There are statistical approaches to managing site differences in clinical trials, which broadly enclose the options of ignoring possible site effects, or of modeling them as either fixed effects or random effects.[22] There is, however, no standard solution for this problem, but the best strategy for controlling site effects depends on the expected effects, including confounding and site-by-treatment interaction. In WAKE-UP, randomization is stratified by site in order to avoid imbalances between sites concerning treatment allocation, and site and country will be addressed as confounding factors in the final statistical analysis.

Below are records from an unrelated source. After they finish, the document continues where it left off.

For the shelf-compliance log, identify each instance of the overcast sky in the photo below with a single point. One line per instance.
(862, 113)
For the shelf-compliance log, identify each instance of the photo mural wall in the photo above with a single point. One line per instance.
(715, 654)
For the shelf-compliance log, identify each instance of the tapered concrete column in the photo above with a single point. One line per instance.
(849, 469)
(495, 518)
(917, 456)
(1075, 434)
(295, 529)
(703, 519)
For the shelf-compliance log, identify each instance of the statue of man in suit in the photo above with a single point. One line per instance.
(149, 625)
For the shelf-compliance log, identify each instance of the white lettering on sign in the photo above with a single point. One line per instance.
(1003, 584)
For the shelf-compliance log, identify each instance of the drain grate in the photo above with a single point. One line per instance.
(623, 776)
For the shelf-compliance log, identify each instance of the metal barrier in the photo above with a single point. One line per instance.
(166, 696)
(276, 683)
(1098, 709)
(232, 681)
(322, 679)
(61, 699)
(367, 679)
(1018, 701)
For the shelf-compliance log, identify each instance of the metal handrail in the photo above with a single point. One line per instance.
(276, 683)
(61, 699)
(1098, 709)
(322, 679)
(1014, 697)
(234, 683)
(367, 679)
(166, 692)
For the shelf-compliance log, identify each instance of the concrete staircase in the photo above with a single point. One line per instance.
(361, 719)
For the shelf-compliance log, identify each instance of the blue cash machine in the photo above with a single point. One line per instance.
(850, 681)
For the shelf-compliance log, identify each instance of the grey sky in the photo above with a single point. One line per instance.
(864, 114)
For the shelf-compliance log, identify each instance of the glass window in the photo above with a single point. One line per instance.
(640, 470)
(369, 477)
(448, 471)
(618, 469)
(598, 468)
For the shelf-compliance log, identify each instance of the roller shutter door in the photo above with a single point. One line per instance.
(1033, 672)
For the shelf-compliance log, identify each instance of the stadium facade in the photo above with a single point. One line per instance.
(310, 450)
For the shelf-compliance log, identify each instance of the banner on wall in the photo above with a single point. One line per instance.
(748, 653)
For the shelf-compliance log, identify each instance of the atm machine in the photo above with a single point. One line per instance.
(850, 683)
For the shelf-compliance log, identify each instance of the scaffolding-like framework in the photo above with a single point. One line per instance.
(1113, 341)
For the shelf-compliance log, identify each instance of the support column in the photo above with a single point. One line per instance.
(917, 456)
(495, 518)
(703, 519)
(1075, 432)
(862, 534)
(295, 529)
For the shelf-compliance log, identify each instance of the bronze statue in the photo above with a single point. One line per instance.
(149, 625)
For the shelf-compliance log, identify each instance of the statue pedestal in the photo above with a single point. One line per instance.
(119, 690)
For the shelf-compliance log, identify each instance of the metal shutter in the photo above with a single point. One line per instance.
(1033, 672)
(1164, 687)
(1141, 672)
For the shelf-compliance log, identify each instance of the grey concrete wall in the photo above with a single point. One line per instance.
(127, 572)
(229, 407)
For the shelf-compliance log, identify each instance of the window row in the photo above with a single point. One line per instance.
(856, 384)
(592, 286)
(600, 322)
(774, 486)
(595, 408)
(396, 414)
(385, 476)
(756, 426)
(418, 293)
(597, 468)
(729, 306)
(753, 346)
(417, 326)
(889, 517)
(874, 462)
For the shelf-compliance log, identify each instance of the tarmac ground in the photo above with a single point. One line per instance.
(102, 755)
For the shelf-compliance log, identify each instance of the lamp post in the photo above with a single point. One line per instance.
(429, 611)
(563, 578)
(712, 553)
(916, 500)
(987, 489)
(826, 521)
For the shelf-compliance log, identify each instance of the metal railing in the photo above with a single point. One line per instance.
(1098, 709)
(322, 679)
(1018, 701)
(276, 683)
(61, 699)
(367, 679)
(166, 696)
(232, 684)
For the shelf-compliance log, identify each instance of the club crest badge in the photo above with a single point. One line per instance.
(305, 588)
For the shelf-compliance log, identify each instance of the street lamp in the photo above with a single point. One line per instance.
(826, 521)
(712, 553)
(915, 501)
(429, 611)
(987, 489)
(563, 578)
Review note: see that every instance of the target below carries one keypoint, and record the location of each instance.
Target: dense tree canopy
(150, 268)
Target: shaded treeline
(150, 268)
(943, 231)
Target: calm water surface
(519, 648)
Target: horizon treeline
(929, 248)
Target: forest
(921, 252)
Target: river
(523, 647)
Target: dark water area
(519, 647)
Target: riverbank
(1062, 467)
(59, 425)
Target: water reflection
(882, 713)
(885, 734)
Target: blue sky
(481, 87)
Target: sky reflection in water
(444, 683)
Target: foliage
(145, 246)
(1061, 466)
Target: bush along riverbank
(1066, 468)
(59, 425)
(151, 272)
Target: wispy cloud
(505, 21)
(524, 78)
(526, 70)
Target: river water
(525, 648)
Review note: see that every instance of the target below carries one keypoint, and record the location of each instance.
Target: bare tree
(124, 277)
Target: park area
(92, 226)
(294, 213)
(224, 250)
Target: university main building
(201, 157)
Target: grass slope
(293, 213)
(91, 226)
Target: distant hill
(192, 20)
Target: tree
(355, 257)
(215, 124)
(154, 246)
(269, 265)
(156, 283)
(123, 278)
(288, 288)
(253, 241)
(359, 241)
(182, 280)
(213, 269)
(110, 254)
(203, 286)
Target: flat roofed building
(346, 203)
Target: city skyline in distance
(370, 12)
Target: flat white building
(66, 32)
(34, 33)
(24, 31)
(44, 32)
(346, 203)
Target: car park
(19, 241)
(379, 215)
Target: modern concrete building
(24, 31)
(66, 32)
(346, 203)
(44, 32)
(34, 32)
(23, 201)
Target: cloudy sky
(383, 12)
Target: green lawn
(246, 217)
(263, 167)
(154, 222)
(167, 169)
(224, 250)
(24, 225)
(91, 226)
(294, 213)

The time-critical nature of interventions, the high prevalence of incapacity in acute stroke, and the demonstrable effect of proxy consent on trial conduct and populations call for considering approaches that might expedite proxy consent procedures for stroke clinical research, as has been considered in other emergency conditions.[23,24] The Council for International Organizations of Medical Sciences has recently proposed new international ethical guidelines for health-related research involving humans that, among other issues, address research in emergency settings and in patients incapable of providing informed consent.[25] There is an urgent need for clearer, more homogeneous, and more pragmatic regulations for enrollment of incapable patients into clinical trials. The opinions of stroke patients and caregivers should also be considered. In prospective interview studies, a majority of patients agreed to participate in acute stroke trials without conventional informed consent.[26,27] The concept of exception from informed consent for clinical research in neurologic emergency conditions like stroke was also generally accepted and deemed appropriate given approval of institutional review boards in a qualitative study of several focus groups including stroke patients, their families, and healthy young individuals.[28]

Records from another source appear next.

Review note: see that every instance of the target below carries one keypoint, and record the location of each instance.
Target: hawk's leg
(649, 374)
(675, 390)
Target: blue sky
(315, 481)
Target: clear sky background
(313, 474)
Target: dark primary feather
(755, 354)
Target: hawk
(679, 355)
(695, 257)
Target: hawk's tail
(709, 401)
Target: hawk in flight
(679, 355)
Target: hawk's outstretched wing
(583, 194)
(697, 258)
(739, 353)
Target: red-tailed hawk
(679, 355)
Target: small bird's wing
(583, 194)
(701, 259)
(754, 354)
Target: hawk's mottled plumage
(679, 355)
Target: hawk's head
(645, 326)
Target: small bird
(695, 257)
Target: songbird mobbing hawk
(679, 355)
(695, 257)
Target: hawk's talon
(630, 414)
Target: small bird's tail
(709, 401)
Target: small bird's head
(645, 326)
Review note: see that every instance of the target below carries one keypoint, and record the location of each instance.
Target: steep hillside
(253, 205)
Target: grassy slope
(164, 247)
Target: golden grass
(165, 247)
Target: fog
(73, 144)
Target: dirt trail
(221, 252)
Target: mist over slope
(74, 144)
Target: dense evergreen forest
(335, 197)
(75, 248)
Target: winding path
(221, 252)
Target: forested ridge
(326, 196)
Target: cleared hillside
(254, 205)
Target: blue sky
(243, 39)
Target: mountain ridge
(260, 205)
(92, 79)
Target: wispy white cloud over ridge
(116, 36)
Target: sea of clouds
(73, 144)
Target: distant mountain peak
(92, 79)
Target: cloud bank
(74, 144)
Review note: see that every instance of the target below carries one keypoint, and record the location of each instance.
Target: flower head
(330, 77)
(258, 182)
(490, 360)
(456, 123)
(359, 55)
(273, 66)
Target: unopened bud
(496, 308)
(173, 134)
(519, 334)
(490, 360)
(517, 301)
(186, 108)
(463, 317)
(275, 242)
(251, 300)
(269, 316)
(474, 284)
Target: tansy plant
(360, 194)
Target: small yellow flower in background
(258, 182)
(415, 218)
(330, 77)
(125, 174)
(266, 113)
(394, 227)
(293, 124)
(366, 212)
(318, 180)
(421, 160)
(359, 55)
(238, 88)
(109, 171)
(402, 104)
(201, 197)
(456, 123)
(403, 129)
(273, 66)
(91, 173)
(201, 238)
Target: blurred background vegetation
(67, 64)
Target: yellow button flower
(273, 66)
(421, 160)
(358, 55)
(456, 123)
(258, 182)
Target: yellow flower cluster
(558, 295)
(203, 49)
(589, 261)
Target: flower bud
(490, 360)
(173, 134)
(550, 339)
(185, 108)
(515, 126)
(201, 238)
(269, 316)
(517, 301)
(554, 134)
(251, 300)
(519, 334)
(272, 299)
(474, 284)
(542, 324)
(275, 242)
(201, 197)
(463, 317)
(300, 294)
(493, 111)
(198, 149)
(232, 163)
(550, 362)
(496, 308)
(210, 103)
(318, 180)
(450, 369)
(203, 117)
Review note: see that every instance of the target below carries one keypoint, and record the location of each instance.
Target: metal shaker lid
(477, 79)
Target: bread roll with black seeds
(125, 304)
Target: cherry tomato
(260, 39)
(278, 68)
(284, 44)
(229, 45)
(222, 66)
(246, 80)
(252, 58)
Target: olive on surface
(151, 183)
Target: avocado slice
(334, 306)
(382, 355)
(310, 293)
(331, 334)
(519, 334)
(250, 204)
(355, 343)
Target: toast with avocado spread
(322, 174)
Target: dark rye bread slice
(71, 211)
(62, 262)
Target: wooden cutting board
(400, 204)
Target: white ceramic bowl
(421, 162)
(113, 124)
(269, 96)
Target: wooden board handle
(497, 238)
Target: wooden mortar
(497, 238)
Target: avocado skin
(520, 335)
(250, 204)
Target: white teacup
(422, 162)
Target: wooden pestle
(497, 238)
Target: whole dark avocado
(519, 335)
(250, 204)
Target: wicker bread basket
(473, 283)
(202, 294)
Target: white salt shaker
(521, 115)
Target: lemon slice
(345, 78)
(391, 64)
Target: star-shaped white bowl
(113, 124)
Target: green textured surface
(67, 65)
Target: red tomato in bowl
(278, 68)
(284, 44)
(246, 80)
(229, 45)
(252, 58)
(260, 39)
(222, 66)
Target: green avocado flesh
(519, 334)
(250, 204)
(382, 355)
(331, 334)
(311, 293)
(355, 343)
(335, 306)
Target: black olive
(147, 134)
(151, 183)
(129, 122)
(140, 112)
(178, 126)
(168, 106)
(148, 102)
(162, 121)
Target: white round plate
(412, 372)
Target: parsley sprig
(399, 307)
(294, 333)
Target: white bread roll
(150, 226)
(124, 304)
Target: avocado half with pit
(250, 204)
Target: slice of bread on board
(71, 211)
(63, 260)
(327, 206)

In a large population of patients enrolled in a randomized controlled trial of IV thrombolysis in stroke, we demonstrate that the manner of informed consent affects the clinical characteristics of patients. In addition, the manner of informed consent differed significantly among countries. These findings illustrate the importance of identifying strategies for the inclusion of incapable patients in acute stroke trials. As of yet, reperfusion treatment is the only effective treatment strategy for acute stroke, and it is still only available for a limited subgroup of stroke patients. Further clinical trials improving treatment of acute stroke and testing new treatment approaches are urgently needed. Currently, differences in national regulations and diverging practice to informed consent may hamper trial success. More harmonized interpretation and implementation of international regulations into national practice is required to enable comparable practice including all different manners of consent in an emergency setting among different countries.